Карпов из скромности, свойственной бывалым охотникам, промолчал…


По пути в Дальджикан к охотникам присоединился налоговый агент Балагуров, тоже направлявшийся к Моисею. Спутник попался пограничникам веселый, разговорчивый. Всю дорогу он шутил, острил, сыпал прибаутками, анекдотами.

На выселок приехали рано.

Старик сидел на длинной скамейке. Зажав между ног валенок, он прокалывал подошву кабарожьим клыком. Огромная козья ножка торчала из его рта. Клубы дыма лениво гуляли по избе.

— А-а, братцы? Давно, давно не заглядывали к старому Моисею. Проходите, проходите… — кряхтел Потапов, подавая гостям измазанную варом руку. — Раздевайтесь, отогревайтесь. Сказывайте, что новенького? Какие вести с фронта?

Гости сняли полушубки.

— Новости есть! — отозвался Павличенко. — Наши Киев взяли, высадились в Крыму. Скоро в Берлине будем.

— Киев, говоришь, взяли? Это хорошо, хорошо!

Костя и Зойка встретились глазами и оба смутились. Но в этом смущенном взгляде было столько счастливой радости, что они и молча многое сказали друг другу.

— Зойка! — крикнул Моисей.

Внучка укоризненно посмотрела на деда.

— Да знаю, знаю. Уже поставила. Вот-вот закипит, — сказала она, догадавшись, о чем скажет сейчас Моисей.

Гости сели за стол.

— Кукушкин послал вам, — Павличенко подал старику осьмушку чая.

— А-а!
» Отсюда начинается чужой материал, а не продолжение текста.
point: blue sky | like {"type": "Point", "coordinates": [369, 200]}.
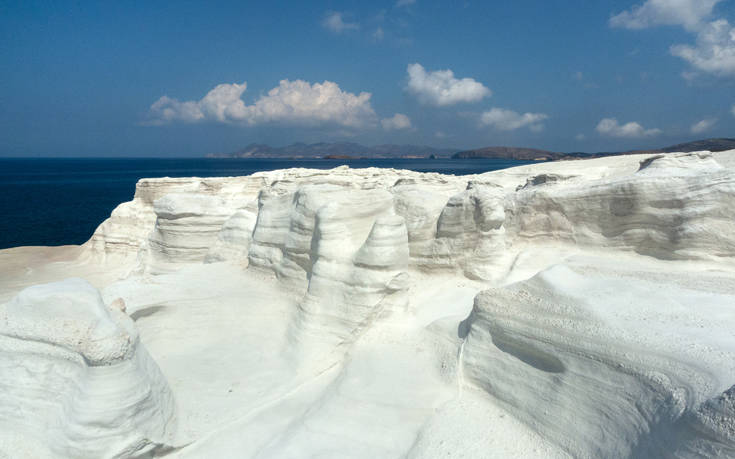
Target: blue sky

Это хорошо. А то мы давно уже на шиповнике сидим.

— Ну, а как вы тут поживаете? — поинтересовался Павличенко.

— Да как? Живем полегоньку. Бог не обижает. Нечего зря роптать. Намедни Степка большущего гурана свалил. Харч есть. Серединка сыта — и концы играют. Ничего, ничего живем…

— На здоровье не жалуетесь?

— Чего жаловаться? Слава богу, пока еще со старухой сплю, — заверил гостей Моисей и, подмигнув, плутовато посмотрел на Феклу.

Фекла выронила из рук спицы. Клубок пряжи упал с колен, покатился по полу.

— Не слушайте вы его, старого греховодника! — взмолилась старуха. — Врет он!

Гости переглянулись и засмеялись. Заливался звонким смешком и Моисей. Он смеялся до тех пор, пока не закашлялся. Вытерев рукавом слезы, старик горестно вздохнул.

— Вру… Верно старуха молвит… Кончился порох в пороховнице…

Слезкин молчал. Он ничего не слышал, кроме дыхания Зойки, ничего не видел, кроме ее рук, что разливали чай.

— Поохотиться решили, — сообщил Павличенко. — Степка жаловался: кабаны покою не дают.

— Это верно. Знаешь распадок тот… Ну, как его? Зойка, подскажи…

— Медвежий?

Слезкин изумился: до чего же красив голос у Зойки. И как это он раньше не замечал?

— Во-во! Он самый. Гречиху мы сеяли там. Все перепахали, окаянные!

Зойка спросила у Слезкина:

— Еще налить?

Слезкин не спускал с нее глаз, забыл, что нужно что-то ответить. А Зойка задумчиво смотрела в его лицо и тоже, казалось, не помнила о своем вопросе.

Вышли из-за стола, опять задымили самокрутками. Разговор вертелся вокруг зверей, охоты. Молчаливый Карпов с удовольствием слушал Моисея — знаменитого охотника. Все шло спокойно, пока черт не дернул Павличенко за язык.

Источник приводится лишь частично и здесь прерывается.